Network Pharmacology Study on the Mechanism of Gastrodin Reversing Depressive Symptoms in Traumatically Stressed Rats

Abstract

Background: Depression is a typical outcome of the repair of posttraumatic stress disorder (PTSD). Based on network pharmacology and neuropharmacology experiments, this study aimed to explore how gastrodin (GAS) reverses depressive symptoms in traumatically stressed rats. Methods: GAS-related targets were predicted by SwissTargetPrediction; depression-related targets were collected from GeneCards and therapeutic target database (TTD); protein-protein interaction (PPI) network was constructed with its action mechanism being predicted by gene ontology (GO) analysis and Kyoto Encyclopedia of Genes and Genomes (KEGG) enrichment. The animal model of PTSD was replicated by single prolonged stress (SPS).

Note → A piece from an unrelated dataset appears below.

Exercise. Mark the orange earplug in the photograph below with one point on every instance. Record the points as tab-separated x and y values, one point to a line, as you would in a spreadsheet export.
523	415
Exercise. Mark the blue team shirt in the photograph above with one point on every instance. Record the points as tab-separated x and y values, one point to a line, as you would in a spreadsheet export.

The antidepressant effect of GAS was investigated by the forced swim test (FST) and tail suspension test (TST). The levels of tyrosine hydroxylase (TH) and corticotropin-releasing factor type I receptor (CRF1) in locus ceruleus (LC) and the expression of corticotropin-releasing factor (CRF) in the paraventricular nucleus of the hypothalamus (PVN) and central amygdala (CeA) were measured by immunofluorescence. Results: GAS significantly shortened the tail suspension and swimming immobility in SPS rats in TST and FST experiments (p < 0.05 or p < 0.01). The network analysis showed that the critical antidepressant targets of GAS were 86 targets such as GAPDH, CASP3 MMP9, HRAS, DPP4, and TH, which were significantly enriched in the pathways such as pathways neuroactive ligandreceptor interaction. High doses of GAS could significantly reduce the level of TH and CRF in CEA in the brain of rats with depressive symptoms (p < 0.01) and, at the same time, lower the expression of CRF in PVN (p < 0.05). Conclusion: The effect of GAS on depressive symptoms in SPS rats may be closely related to its reduction of CRF expression in PVN and CeA and inhibition of neuron (NE) synthesis in LC.